Habermas dalam eseinya, Labor and Interaction: Remarks on Hegel’s Jena ‘Philosophy of Mind‟, mengatakan bahwa Hegel memahami praksis bukan hanya
sebagai “kerja‟, melainkan juga “komunikasi”. Karena
praksis dilandasi kesadaran rasional, rasio tidak hanya tampak dalam kegiatan menaklukan alam dengan
kerja, melainkan juga dalam
“interaksi intersubjektif’ dengan bahasa
sehari-hari. Jadi seperti
halnya kerja membuat orang berdistansi dari alamnya,
bahasa memungkinkan distansi dari persepsi langsung,
sehingga baik kerja maupun bahasa berhubungan tidak hanya dengan praksis, tetapi juga dengan rasionalitas.
Dengan
asumsi bahwa masyarakat
pada hakekatnya bersifat
komunikatif, Habermas
kemudian mengganti paradigma produksi dari materialisme sejarah itu dengan paradigma komunikasi.
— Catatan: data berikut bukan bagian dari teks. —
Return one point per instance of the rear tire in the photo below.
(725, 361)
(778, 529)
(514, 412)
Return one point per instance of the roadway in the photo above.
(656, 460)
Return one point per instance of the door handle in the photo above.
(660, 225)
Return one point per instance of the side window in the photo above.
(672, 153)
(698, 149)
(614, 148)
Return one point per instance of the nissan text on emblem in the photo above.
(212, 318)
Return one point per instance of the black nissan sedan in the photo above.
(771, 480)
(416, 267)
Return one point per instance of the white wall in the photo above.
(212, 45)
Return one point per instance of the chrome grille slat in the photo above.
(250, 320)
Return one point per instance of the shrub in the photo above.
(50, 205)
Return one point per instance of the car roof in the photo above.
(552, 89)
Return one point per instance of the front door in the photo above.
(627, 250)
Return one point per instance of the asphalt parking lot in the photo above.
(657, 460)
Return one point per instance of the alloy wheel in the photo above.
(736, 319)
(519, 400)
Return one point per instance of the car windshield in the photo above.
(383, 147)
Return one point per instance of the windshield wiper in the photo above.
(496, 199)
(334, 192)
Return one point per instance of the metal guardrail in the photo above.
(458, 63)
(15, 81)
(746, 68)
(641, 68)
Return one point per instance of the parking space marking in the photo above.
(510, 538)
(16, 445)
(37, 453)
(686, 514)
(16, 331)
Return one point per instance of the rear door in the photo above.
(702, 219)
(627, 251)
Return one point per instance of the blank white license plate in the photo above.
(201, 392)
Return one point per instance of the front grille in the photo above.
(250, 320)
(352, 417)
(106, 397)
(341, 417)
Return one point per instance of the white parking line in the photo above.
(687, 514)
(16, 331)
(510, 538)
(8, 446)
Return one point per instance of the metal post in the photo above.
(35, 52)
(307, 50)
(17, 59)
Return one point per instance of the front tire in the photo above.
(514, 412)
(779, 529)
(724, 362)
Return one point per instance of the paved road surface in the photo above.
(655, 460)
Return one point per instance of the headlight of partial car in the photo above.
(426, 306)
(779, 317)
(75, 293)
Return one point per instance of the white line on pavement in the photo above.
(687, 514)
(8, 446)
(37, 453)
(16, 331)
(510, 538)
Jadi sebagai ganti peranan cara-cara
produksi, ia mengutamakan peranan
struktur-struktur komunikasi sosial dalam perubahan masyarakat. Strukturstruktur komunikasi ini, menurut Habermas lebih
hakiki untuk masyarakat daripada cara-cara produksi, sebab cara-cara
produksi yang juga melibatkan proses belajar berdimensi teknis itu diatur oleh struktur-struktur komunikasi.